Mr. Bolsonaro was reportedly admitted to the United States based on a diplomatic or “A” nonimmigrant visa granted to him as a result of his former role as a head of state.[3]  Generally speaking, if an A visa holder in the United States is no longer engaged in official business on behalf of their government, the visa holder must either depart the United States or request another immigration status within 30 days.[4]  If Mr. Bolsonaro does not promptly depart the United States, you have authority under section 212(f) of the Immigration and Nationality Act (INA) to deem his entry detrimental to the interests of the United States, thereby rendering him inadmissible.[5]  Prior to the end of the 30-day period, the Secretary of State may also revoke Mr. Bolsonaro’s visa, and such action would render him deportable.[6] 
 
The United States must not be a safe haven for those who seek to undermine free and fair democratic elections or the peaceful democratic transfer of power, particularly by inciting violence, regardless of the position of power they previously held.  As such, I urge your Administration to use such available authorities to ensure that former President Bolsonaro cannot remain in the United States.  If you determine that you are unable to remove him under existing immigration law, please notify me as soon as possible.  When the Senate returns to session, I am planning to introduce legislation to clarify the Executive Branch’s authority in this area. 
 
As you give this matter your urgent attention, I also request that the Secretary of State and the Secretary of Homeland Security, as appropriate, promptly provide the following information:
                                                                                                         
  1. What visa was issued to former President Bolsonaro, and for how long is that visa valid?  If he has changed status since entry, what immigration status does he currently hold in the United States?

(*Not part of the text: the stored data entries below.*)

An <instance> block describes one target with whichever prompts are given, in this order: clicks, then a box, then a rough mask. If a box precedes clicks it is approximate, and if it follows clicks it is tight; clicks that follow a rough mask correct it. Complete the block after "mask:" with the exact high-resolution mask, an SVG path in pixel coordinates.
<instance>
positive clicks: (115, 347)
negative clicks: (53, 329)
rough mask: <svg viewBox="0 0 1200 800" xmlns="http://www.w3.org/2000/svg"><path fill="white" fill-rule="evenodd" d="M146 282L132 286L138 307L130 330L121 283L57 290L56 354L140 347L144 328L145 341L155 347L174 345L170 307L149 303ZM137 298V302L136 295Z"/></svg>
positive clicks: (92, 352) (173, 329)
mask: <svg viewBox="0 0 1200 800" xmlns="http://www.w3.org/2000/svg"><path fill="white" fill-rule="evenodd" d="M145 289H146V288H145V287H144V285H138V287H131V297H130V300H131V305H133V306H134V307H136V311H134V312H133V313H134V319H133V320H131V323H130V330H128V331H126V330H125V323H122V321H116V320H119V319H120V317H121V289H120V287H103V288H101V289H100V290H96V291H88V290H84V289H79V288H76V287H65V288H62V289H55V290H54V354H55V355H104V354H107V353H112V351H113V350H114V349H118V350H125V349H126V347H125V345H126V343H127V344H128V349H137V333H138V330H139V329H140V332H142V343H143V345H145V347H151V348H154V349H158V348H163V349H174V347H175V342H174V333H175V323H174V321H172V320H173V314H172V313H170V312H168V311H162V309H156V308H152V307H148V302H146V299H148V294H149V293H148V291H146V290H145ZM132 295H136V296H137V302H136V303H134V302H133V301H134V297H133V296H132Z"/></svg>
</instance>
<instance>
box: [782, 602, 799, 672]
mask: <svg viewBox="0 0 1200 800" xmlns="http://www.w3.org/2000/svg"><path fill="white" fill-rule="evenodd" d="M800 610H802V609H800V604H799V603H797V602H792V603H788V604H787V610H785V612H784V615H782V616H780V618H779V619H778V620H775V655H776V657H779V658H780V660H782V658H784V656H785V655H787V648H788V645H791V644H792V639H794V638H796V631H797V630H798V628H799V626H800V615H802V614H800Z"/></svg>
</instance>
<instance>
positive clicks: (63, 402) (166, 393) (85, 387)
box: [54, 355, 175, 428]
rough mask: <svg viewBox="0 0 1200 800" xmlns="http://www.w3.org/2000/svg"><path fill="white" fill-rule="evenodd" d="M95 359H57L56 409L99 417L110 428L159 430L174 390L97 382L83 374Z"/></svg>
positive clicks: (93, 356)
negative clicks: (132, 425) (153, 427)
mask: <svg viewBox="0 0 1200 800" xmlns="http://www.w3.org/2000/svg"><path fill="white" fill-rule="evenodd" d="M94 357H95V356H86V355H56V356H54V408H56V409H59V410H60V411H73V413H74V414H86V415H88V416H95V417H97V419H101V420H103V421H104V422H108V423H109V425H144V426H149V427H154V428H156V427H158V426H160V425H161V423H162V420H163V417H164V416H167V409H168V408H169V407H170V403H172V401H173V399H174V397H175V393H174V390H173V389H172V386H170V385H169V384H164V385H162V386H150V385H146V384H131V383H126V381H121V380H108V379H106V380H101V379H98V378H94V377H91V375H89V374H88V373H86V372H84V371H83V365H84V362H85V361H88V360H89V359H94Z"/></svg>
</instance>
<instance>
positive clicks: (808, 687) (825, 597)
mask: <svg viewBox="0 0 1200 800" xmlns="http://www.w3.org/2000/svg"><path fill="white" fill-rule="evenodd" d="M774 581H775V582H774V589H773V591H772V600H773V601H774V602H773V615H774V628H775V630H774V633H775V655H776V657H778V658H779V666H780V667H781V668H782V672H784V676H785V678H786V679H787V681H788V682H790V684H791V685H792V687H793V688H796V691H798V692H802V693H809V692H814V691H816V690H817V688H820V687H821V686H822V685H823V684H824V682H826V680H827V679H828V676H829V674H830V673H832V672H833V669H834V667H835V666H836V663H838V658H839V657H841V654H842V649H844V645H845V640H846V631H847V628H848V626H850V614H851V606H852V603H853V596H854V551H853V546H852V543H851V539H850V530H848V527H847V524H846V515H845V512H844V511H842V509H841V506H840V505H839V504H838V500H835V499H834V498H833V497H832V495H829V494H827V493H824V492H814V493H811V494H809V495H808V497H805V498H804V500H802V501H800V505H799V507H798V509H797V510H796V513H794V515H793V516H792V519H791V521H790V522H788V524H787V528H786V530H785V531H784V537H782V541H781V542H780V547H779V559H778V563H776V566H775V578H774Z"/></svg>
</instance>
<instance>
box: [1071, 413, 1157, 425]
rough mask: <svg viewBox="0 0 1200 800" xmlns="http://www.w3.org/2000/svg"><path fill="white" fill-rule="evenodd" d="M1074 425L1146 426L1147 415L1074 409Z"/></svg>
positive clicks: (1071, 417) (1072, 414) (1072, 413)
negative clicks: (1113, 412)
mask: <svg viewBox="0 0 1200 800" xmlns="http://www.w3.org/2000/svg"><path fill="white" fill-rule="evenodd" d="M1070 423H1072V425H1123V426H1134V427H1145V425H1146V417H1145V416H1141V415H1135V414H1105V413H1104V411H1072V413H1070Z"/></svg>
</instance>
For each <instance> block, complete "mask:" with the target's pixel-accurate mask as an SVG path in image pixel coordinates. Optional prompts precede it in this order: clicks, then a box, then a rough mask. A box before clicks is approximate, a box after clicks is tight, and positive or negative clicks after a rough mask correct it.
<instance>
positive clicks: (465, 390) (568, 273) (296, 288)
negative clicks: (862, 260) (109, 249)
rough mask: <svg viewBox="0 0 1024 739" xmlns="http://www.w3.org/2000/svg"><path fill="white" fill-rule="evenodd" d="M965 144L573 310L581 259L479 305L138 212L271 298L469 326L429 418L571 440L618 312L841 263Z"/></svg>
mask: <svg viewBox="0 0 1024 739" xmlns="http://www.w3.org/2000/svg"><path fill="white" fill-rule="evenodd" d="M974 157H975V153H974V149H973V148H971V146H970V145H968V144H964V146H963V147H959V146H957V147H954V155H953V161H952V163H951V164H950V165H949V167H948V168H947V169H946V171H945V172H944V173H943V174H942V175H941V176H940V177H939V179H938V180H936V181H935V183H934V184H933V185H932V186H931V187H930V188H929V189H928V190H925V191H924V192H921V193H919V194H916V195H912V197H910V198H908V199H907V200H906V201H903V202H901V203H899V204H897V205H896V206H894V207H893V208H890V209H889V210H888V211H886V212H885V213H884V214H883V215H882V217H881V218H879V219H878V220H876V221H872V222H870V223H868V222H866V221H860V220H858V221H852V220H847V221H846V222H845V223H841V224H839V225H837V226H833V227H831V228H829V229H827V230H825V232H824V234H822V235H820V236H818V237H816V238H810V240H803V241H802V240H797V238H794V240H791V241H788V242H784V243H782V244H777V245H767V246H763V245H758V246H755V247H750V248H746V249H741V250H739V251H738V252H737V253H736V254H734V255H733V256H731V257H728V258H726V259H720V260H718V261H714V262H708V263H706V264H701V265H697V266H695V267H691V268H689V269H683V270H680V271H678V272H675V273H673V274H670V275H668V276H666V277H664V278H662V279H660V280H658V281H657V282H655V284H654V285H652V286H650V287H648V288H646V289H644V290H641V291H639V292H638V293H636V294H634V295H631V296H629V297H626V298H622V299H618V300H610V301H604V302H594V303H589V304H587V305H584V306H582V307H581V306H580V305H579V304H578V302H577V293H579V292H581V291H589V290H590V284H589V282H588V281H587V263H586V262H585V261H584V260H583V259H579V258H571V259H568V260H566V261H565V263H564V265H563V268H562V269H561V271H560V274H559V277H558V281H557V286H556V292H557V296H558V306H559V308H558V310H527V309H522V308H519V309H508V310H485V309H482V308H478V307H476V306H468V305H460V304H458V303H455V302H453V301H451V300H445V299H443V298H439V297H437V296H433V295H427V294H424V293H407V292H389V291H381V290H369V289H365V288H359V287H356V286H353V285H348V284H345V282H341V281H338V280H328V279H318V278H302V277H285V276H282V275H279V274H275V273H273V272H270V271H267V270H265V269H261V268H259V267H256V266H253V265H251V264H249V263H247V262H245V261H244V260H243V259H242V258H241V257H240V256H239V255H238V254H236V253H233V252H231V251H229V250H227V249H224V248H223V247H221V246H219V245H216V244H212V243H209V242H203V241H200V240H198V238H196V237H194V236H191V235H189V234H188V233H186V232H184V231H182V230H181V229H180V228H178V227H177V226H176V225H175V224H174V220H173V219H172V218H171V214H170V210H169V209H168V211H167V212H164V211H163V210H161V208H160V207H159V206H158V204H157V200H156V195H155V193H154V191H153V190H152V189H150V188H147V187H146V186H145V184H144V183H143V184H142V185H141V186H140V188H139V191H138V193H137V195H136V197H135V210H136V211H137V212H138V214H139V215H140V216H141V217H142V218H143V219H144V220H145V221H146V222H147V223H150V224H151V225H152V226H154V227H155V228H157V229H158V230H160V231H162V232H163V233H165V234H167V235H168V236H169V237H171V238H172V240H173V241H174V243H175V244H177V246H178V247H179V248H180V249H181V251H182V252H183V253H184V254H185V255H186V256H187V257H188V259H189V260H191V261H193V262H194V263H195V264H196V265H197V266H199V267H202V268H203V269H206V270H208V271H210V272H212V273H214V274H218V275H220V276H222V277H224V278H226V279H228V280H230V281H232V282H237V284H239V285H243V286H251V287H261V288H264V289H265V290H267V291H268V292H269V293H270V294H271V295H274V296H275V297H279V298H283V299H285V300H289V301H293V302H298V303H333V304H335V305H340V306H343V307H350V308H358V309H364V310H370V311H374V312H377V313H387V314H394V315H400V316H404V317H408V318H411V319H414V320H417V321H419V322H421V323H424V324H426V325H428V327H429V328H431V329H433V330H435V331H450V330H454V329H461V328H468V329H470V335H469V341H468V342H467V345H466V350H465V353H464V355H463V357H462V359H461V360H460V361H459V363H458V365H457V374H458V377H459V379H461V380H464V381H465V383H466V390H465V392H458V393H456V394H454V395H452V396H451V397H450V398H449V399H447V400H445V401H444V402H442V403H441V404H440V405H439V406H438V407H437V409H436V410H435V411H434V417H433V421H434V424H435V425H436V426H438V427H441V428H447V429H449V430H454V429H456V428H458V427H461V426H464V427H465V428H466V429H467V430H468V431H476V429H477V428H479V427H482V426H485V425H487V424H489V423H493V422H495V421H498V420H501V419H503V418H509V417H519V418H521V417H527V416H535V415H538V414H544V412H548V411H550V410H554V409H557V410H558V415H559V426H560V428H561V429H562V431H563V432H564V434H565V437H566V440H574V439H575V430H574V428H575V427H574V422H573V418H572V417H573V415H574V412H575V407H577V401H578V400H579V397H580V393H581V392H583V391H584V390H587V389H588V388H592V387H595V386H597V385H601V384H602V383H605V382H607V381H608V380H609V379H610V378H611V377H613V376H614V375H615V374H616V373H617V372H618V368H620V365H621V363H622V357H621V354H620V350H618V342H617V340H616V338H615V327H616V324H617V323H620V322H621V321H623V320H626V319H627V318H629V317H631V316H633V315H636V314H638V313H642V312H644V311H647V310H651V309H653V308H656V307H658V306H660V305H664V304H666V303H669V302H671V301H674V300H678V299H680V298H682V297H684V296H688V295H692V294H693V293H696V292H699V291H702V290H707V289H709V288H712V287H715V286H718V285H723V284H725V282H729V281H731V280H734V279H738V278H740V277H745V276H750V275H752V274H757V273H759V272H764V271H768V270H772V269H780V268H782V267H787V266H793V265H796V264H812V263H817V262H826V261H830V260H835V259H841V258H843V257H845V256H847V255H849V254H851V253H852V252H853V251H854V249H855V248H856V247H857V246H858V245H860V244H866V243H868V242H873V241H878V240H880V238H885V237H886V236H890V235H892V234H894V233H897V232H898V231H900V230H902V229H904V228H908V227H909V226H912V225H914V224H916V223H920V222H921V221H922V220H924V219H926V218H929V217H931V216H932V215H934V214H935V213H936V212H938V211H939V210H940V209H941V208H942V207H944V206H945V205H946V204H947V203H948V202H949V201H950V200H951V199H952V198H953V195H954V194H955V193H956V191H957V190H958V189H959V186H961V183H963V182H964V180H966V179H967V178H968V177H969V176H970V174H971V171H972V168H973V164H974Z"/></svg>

  2. Under section 237(a)(1)(C) of the INA, a noncitizen who was admitted as nonimmigrant and who has failed to comply with the conditions of the nonimmigrant status in which he or she was admitted is deportable from the United States.  If Mr. Bolsonaro does not leave, as required by law, when his visa expires, what steps are being taken to ensure that he cannot remain in the United States? 
  3. To the extent that Mr. Bolsonaro is in a status that will not expire in 30 days, what interagency steps are being taken by the Department of State and Department of Homeland Security to coordinate revocation of any nonimmigrant status and apply the appropriate grounds of deportability?
 
Thank you for prompt attention to this important matter.